North Korea Seizes Seoul: Korean War Escalates

Seoul fell in three days, and the speed of the collapse stunned military planners who had assumed South Korea could hold for weeks. On June 28, 1950, North Korean forces captured the South Korean capital after crossing the Han River bridges, which South Korean engineers had prematurely demolished while thousands of their own retreating soldiers and civilian refugees were still crossing. An estimated 500 to 800 people died on the bridges, and much of the South Korean army’s heavy equipment was trapped north of the river. The North Korean advance was spearheaded by 150 Soviet-built T-34 tanks, against which the South Korean army had no effective defense. The Republic of Korea possessed no tanks, no anti-tank weapons capable of penetrating T-34 armor, and no combat aircraft. South Korean soldiers, many of whom had never seen a tank, broke and fled when the armored columns appeared.

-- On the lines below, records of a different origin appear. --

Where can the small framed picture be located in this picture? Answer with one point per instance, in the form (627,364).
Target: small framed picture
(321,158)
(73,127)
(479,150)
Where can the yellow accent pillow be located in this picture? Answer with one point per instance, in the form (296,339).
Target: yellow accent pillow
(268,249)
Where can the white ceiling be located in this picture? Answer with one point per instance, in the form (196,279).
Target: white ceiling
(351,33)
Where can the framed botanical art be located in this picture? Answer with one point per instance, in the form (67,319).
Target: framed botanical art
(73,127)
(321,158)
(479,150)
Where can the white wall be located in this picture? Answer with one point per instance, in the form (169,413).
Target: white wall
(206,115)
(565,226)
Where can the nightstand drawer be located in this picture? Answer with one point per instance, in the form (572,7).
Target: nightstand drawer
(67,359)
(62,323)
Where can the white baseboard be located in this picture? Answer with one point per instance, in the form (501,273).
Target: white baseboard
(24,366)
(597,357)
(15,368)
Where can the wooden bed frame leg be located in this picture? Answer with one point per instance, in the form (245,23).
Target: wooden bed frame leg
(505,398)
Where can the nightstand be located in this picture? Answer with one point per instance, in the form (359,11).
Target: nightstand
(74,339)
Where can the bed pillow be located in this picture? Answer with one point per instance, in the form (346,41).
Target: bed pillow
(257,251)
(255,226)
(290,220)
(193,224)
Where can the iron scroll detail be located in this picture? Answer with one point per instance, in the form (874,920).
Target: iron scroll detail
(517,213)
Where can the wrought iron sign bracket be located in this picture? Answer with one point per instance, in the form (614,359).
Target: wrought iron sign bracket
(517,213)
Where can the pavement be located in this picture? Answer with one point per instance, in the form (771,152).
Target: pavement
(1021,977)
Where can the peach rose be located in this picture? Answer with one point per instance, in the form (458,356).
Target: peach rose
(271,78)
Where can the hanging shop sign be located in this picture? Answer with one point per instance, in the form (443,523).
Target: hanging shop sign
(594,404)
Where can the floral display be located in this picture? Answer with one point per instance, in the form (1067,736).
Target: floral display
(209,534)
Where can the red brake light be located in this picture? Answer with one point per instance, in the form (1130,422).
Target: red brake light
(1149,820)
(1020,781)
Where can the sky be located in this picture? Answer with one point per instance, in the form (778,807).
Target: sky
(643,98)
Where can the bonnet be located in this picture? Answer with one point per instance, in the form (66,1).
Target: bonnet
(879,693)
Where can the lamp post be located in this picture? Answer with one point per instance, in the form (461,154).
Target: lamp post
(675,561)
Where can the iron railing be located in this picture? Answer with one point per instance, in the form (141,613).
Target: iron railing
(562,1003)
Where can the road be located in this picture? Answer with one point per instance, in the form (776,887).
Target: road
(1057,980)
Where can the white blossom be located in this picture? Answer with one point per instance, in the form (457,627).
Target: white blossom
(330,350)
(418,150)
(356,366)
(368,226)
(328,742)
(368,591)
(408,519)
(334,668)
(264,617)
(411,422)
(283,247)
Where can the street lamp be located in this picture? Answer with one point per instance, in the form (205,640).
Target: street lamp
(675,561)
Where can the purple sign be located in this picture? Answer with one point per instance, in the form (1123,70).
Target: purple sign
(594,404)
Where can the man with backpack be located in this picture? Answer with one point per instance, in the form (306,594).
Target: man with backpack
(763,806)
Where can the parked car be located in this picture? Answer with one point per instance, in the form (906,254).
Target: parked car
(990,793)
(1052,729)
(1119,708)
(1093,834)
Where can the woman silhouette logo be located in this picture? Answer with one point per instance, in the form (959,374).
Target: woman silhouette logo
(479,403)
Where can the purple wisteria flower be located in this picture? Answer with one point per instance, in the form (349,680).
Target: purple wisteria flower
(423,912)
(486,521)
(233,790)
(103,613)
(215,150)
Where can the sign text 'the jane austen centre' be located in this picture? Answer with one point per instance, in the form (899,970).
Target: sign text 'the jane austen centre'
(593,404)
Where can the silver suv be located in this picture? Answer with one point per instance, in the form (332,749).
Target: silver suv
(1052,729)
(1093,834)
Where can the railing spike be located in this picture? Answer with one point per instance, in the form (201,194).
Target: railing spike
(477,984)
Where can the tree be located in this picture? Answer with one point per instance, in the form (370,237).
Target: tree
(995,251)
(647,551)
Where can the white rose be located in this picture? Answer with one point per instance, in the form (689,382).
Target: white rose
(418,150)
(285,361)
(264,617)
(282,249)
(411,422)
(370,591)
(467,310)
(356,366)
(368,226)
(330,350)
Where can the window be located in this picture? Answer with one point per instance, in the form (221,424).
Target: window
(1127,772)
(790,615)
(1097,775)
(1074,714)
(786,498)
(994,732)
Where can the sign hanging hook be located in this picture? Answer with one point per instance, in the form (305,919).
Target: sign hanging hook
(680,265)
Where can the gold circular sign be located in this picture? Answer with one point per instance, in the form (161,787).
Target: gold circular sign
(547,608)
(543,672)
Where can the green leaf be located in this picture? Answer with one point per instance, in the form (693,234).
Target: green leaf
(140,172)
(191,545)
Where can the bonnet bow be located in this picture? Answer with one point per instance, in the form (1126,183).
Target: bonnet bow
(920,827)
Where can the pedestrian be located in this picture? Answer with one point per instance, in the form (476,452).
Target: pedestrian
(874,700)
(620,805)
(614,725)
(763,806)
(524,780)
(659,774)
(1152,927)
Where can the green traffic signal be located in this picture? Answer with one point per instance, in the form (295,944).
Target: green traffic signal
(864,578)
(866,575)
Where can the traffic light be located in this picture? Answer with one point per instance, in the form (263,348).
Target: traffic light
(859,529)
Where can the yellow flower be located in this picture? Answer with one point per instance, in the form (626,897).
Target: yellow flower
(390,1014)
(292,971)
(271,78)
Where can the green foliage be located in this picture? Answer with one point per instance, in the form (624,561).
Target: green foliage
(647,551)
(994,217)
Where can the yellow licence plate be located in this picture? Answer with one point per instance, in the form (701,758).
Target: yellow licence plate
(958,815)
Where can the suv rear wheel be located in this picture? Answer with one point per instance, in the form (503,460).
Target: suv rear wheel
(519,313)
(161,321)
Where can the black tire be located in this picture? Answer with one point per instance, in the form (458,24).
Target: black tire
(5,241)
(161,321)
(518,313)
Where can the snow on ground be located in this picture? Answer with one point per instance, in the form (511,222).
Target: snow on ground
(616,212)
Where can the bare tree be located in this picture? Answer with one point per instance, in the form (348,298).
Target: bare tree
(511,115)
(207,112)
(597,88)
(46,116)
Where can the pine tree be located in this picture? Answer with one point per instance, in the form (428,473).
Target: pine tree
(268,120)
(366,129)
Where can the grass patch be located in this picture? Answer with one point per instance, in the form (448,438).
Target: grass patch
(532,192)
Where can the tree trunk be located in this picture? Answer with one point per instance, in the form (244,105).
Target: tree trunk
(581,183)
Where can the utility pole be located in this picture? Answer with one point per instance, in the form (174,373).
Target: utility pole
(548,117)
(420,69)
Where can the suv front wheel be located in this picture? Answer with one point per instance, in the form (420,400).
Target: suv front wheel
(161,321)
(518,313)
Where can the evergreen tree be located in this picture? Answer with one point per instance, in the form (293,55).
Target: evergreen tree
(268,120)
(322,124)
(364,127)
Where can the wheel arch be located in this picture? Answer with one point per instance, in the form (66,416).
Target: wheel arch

President Syngman Rhee’s government had evacuated Seoul the previous day, and the decision to blow the bridges was made in panic by a South Korean army colonel who was later court-martialed and executed. North Korean troops entering Seoul immediately began rounding up government officials, police officers, and anyone associated with the Rhee regime. Over the following three months of occupation, North Korean security forces executed an estimated 20,000 to 30,000 South Korean civilians, burying many in mass graves that were not discovered until after the city’s recapture. The occupation also destroyed much of Seoul’s infrastructure, as the retreating South Koreans had burned government buildings and the advancing North Koreans looted what remained. General MacArthur’s amphibious landing at Inchon on September 15, 1950, cut North Korean supply lines and forced the rapid abandonment of Seoul. The city was recaptured on September 28, then lost again to Chinese forces in January 1951, and retaken a final time in March 1951. By the end of the war, Seoul had changed hands four times, and roughly 75 percent of the city lay in ruins.